I think the definition you mean is all linear combinations $X=∑_{i}a_{i}∂/∂x_{i}$ of the coordinate vectors $∂/∂x_{i}$. Abstractly these combinations represent derivations at each point $p$. That is, they are real number valued operators on functions that satisfy two properties.

1) $X$ is linear. This means $X(af+bg)=aXf+bXg$ for any constants $a$ and $b$ and any two functions $f$ and $g$.
2)$Xfg = f(p)Xg+g(p)Xf$. This is called the Leibniz rule.

These two properties can be taken to be the definition of a tangent vector. Any derivation at $p$ is of the form $X=∑_{i}a_{i}∂/∂x_{i}$.

-One might wonder how derivations correspond to geometric tangent vectors to manifolds embedded in Euclidean space. These two definitions seem different. If one takes a curve $c(t)$ on the manifold whose derivative at $p$, $dc/dt$ at time $t$, equals a tangent vector $v$ then the operation $f→df(c(t))/dt$ at time $t$ is a derivation at $p$. This definition does not depend on the curve but only on $v$. On the other hand, every derivation at $p$ can be obtained as a derivative along a curve so every derivation corresponds to a geometric tangent vector.

- Every derivation at a point $p$ is a linear combination of partial derivative operators.
If ${x_{i}}$ are coordinates then a derivation $X$ is completely determined by the $n$ numbers $Xx_{i}$. So the vector space of derivations at $p$ is $n$ dimensional as is the subspace of linear combinations of partial derivative operators $∑_{i}a_{i}∂/∂x_{i}$. So they must be equal. This is why the tangent space can be defined as the space of derivations.

Last edited: Jul 16, 2018
14. Jul 16, 2018

### lavinia

Continuing with post #13:

In order to define a derivation, one only needs a differentiable manifold. There is no need for a coordinate system or a geometric realization. Derivations are intrinsic. In this sense they are uniquely determined.
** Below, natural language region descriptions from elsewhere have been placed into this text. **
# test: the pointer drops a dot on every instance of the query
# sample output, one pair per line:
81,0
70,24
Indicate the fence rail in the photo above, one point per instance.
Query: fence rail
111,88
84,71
It seems to me that geometric tangent vectors are dependent on the particular embedding or immersion and are not intrinsic to a manifold. A different embedding can give a different tangent plane at $F(p)$. However, the action of geometric tangent vectors as derivations is intrinsic. For instance suppose $F:M→R^{n}$ is an embedding and $v$ is tangent at $F(p)$. If $c(t)$ is a curve in $F(M)$ whose derivative equals $v$ at time $t$, then $f→ d(f \circ F^{-1} \circ c(t))/dt$ at time $t$ is a derivation at $p$.

Last edited: Jul 16, 2018
15. Jul 17, 2018

### kent davidge

Now you touched on a point which I was also thinking about. There are several ways of mapping a manifold into another. If we are to follow the geometric interpretation that the tangent plane at a point is obtained by following the mesh at the point, then of course it has to be different for different mappings. This conclusion is also clear from the definition given above, as the tangent vectors depend on the derivatives of the map, which are vectors in the target manifold (Here I'm thinking about $\mathbb{R}^n$ as the targent manifold, i.e., the codomain of the mapping.)
So should we differentiate between these two types?

16. Jul 18, 2018

### lavinia

All derivations come from differentiating along parameterized curves. One can in fact define tangent vectors as equivalence classes of parameterized curves where two curves are equivalent if differentiating along them at a point determines the same derivation.

The tangent vectors to a submanifold are those derivations on the larger ambient manifold which can be calculated along curves that lie completely on the submanifold. A curve is tangent if it is in the same equivalence class as a curve on the submanifold. Such a curve can wander off into the surrounding space. The tangent line to a surface in Euclidean space (when parameterized) is an example.

Last edited: Jul 19, 2018
17. Jul 19, 2018

### lavinia

Continuing with post #16

The trace of a curve i.e. its unparameterized path in the manifold, does not determine a derivation. Rather it determines a collection of derivations depending on how it is parameterized. If $c(t)$ and $c(t(s)$ are two parameterizations then $X_{c(s)}= dt/dsX_{c(t)}$. At the point $p$ the possible derivations trace a line through the origin of the tangent space.

Last edited: Jul 20, 2018